Few concert programmes can feature such different works based on the same inspiration, but the BBC Philharmonic managed the intricacies of Bach and the grandeur of Bruckner with great success. The biggest tragedy of the evening was the audience: the whole top tier of seating was closed, and the stalls were barely half full.

On his appointment as Kantor of the Leipzig Thomaskirche in 1723, J.S. Bach immediately set about writing cantatas to be performed either side of sermons. He did so at an astonishing rate, producing some thirty in that year alone. The seventh, Herz und Mund und Tat und Leben (“Heart and voice and deed and life”) was heard tonight with a quartet of fine soloists and the Manchester Chamber Choir.

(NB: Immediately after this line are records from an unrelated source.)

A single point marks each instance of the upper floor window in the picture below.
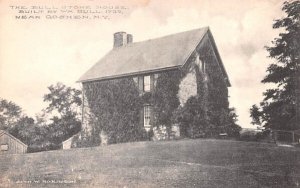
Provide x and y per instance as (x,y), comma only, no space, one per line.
(147,83)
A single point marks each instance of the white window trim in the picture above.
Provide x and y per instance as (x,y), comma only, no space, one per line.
(147,116)
(147,85)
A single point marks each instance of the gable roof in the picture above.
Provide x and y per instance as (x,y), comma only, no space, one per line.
(2,132)
(152,55)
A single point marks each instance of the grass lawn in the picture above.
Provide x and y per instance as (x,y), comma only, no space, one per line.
(183,163)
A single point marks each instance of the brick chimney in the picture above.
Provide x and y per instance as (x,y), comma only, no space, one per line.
(122,39)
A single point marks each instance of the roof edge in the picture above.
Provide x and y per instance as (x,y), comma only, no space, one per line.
(16,139)
(130,74)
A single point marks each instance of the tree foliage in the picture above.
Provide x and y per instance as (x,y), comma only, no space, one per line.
(280,106)
(116,105)
(64,107)
(10,113)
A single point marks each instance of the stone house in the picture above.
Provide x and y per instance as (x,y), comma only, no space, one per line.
(145,61)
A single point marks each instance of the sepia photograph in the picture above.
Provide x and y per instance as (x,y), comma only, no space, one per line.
(150,93)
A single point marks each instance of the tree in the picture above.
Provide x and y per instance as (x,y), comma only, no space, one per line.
(64,107)
(10,113)
(280,106)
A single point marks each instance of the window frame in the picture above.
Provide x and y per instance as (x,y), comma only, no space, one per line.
(147,116)
(147,88)
(4,149)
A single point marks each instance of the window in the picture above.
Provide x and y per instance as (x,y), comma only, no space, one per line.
(203,66)
(4,147)
(147,83)
(147,115)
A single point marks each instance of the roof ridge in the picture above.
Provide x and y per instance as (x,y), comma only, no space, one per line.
(13,137)
(161,37)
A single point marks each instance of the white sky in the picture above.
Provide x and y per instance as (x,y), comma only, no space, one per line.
(37,53)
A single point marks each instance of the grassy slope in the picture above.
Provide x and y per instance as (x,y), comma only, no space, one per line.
(184,163)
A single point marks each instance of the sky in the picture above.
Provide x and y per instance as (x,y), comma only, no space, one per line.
(35,53)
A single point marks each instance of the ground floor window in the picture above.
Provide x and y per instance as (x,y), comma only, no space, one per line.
(147,115)
(4,147)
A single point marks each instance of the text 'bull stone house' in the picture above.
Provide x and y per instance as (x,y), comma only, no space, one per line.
(166,72)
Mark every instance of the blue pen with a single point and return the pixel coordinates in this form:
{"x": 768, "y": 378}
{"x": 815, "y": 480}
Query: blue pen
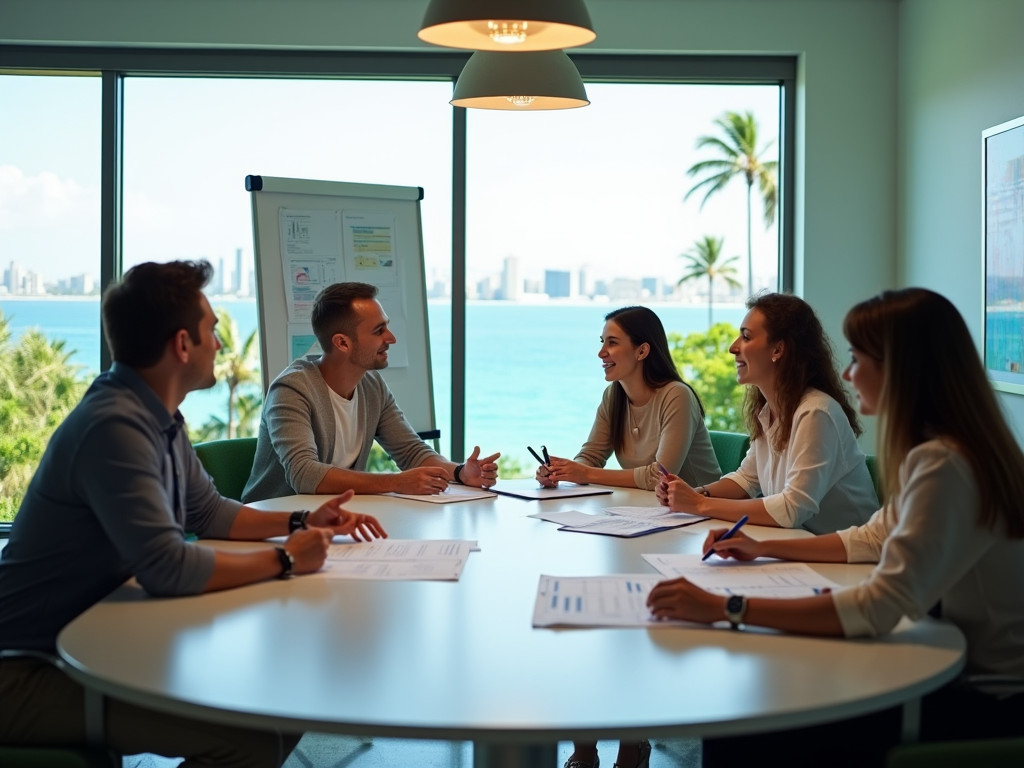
{"x": 728, "y": 535}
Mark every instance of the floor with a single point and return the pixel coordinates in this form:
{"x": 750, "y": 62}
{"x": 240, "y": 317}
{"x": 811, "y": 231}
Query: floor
{"x": 320, "y": 751}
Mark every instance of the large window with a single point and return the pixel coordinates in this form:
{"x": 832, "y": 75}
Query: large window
{"x": 190, "y": 142}
{"x": 49, "y": 248}
{"x": 571, "y": 214}
{"x": 566, "y": 215}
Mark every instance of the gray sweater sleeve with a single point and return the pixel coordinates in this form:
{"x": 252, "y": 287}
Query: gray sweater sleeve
{"x": 290, "y": 417}
{"x": 118, "y": 468}
{"x": 394, "y": 432}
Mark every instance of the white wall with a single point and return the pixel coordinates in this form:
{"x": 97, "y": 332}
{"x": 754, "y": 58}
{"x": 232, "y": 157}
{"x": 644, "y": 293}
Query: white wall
{"x": 962, "y": 71}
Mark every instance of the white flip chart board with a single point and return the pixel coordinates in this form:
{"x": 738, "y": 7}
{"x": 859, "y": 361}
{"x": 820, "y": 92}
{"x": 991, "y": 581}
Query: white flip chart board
{"x": 307, "y": 235}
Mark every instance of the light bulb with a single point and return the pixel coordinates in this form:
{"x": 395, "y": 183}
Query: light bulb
{"x": 508, "y": 33}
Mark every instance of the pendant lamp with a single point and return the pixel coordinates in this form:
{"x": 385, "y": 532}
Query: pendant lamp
{"x": 507, "y": 25}
{"x": 523, "y": 82}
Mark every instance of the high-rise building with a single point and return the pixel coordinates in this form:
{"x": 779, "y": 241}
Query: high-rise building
{"x": 557, "y": 284}
{"x": 14, "y": 279}
{"x": 220, "y": 285}
{"x": 511, "y": 283}
{"x": 237, "y": 283}
{"x": 586, "y": 281}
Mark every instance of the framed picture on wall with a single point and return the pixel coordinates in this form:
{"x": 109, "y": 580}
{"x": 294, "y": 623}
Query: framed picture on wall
{"x": 1003, "y": 253}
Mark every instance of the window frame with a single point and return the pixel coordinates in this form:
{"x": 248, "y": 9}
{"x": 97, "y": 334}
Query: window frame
{"x": 117, "y": 64}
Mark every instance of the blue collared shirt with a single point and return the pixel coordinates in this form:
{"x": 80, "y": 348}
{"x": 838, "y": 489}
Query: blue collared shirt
{"x": 117, "y": 488}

For an orchestra which plays relatively little Bach, there was a very convincing lightness and fluidity in the music. Two particularly pleasing facets of this were the continuo and trumpet playing. The organ and harpsichord provided unobtrusive accompaniment throughout, the former very careful and perfectly blended to the orchestra and choir. The trumpet playing, by contrast, was wonderfully nimble, navigating semiquaver passages with the ease of a violinist.

Of the four soloists, soprano Julia Doyle and countertenor Robin Blaze were the most striking. Doyle’s control at high pitches was superb in her aria, and her interaction with guest leader Daniel Bell showed a touching mutual willingness to listen and adapt. In the alto aria, Blaze treated consonants with exquisite softness, particularly effective when singing of “the presence of the Father”. The Manchester Chamber Choir took a few moments to settle initially, before providing a warm and solid choral sound. A smaller chorus might have been helpful in matching the lightness of the orchestra, and they could have afforded greater articulation in places, but they sang with smiles and closed the work with a touching chorale, “Jesus remains my joy”.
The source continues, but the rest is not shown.